Protein-coding gene in the species Homo sapiens

Peptidylprolyl isomerase A (PPIA), also known as cyclophilin A (CypA) or rotamase A is an enzyme that in humans is encoded by the PPIA gene on chromosome 7. As a member of the peptidyl-prolyl cis-trans isomerase (PPIase) family, this protein catalyzes the cis-trans isomerization of proline imidic peptide bonds, which allows it to regulate many biological processes, including intracellular signaling, transcription, inflammation, and apoptosis. Due to its various functions, PPIA has been implicated in a broad range of inflammatory diseases, including atherosclerosis and arthritis, and viral infections.

==Structure==

PPIA is an 18 kDa, 165-amino acid long cytosolic protein. Like other cyclophilins, PPIA forms a β-barrel structure with a hydrophobic core. This β-barrel is composed of eight anti-parallel β-strands and capped by two α-helices at the top and bottom. In addition, the β-turns and loops in the strands contribute to the flexibility of the barrel. Its active site is a hydrophobic pocket that binds peptides containing proline. Cyclosporine can bind this pocket to inhibit the protein's enzymatic activity.

== Function ==

This gene encodes a member of the peptidyl-prolyl cis-trans isomerase (PPIase) family. PPIases catalyze the cis-trans isomerization of proline imidic peptide bonds in oligopeptides and accelerate protein folding. Generally, PPIases are found in all eubacteria and eukaryotes, as well as in a few archaebacteria, and thus are highly conserved. Of the 18 known human cyclophilins, PPIA is the most abundantly expressed isozyme. In particular, PPIA is predominantly expressed in the nucleus and cytoplasm of the cell, where it partakes in intracellular signaling, protein transport, and transcription regulation. In hemopoietic cells, subcellular localization of PPIA from the nucleus to the cytoplasm has been observed during c-Jun N-terminal kinase- and serine protease-dependent microtubule disruption. This localization has been correlated with G2/M arrest, indicating that the protein's PPIase function may be regulated by microtubule dynamics during the cell cycle. PPIA has also been associated with the mitochondria.

Moreover, the enzyme participates in inflammatory and apoptotic processes in extracellular settings. In the presence of reactive oxygen species (ROS), vascular smooth muscle cells (VSMCs), monocytes/macrophages, and endothelial cells (ECs) secrete PPIA to induce an inflammatory response and mitigate tissue injury. PPIA may also activate Akt and NF-κB signaling, resulting in the upregulation of Bcl-2, an antiapoptotic protein, and thus preventing apoptosis in ECs in response to oxidative stress. PPIA may also regulate ERK1/2, JNK, p38 kinase, Akt, and IκB signalling pathways through activating the CD147 receptor. PPIA-mediated activation of the ERK, JNK, and p38 kinase pathways also contributes to angiogenesis. Additionally, PPIA induces cell migration and proliferation in smooth muscle. In the case of T cells, PPIA regulates the T-cell-specific tyrosine kinase ITK upon T-cell receptor stimulation.
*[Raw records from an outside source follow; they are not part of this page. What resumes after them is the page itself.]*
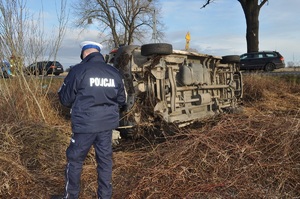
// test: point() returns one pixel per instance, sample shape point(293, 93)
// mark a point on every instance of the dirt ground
point(251, 154)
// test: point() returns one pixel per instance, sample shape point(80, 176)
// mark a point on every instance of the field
point(251, 154)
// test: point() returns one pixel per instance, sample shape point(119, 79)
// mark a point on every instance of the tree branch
point(262, 3)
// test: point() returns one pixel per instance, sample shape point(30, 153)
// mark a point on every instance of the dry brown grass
point(254, 154)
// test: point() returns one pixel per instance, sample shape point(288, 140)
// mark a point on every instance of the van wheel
point(269, 67)
point(159, 49)
point(230, 59)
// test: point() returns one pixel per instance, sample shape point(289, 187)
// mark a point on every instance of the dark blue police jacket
point(94, 91)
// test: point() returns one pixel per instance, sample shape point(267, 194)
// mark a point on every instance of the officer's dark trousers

== Clinical significance ==

The PPIA protein is an important apoptotic constituent. During a normal embryologic processes, or during cell injury (such as ischemia-reperfusion injury during heart attacks and strokes) or during developments and processes in cancer, an apoptotic cell undergoes structural changes including cell shrinkage, plasma membrane blebbing, nuclear condensation, and fragmentation of the DNA and nucleus. This is followed by fragmentation into apoptotic bodies that are quickly removed by phagocytes, thereby preventing an inflammatory response. It is a mode of cell death defined by characteristic morphological, biochemical and molecular changes. It was first described as a "shrinkage necrosis", and then this term was replaced by apoptosis to emphasize its role opposite mitosis in tissue kinetics. In later stages of apoptosis the entire cell becomes fragmented, forming a number of plasma membrane-bounded apoptotic bodies which contain nuclear and or cytoplasmic elements. The ultrastructural appearance of necrosis is quite different, the main features being mitochondrial swelling, plasma membrane breakdown and cellular disintegration. Apoptosis occurs in many physiological and pathological processes. It plays an important role during embryonal development as programmed cell death and accompanies a variety of normal involutional processes in which it serves as a mechanism to remove "unwanted" cells.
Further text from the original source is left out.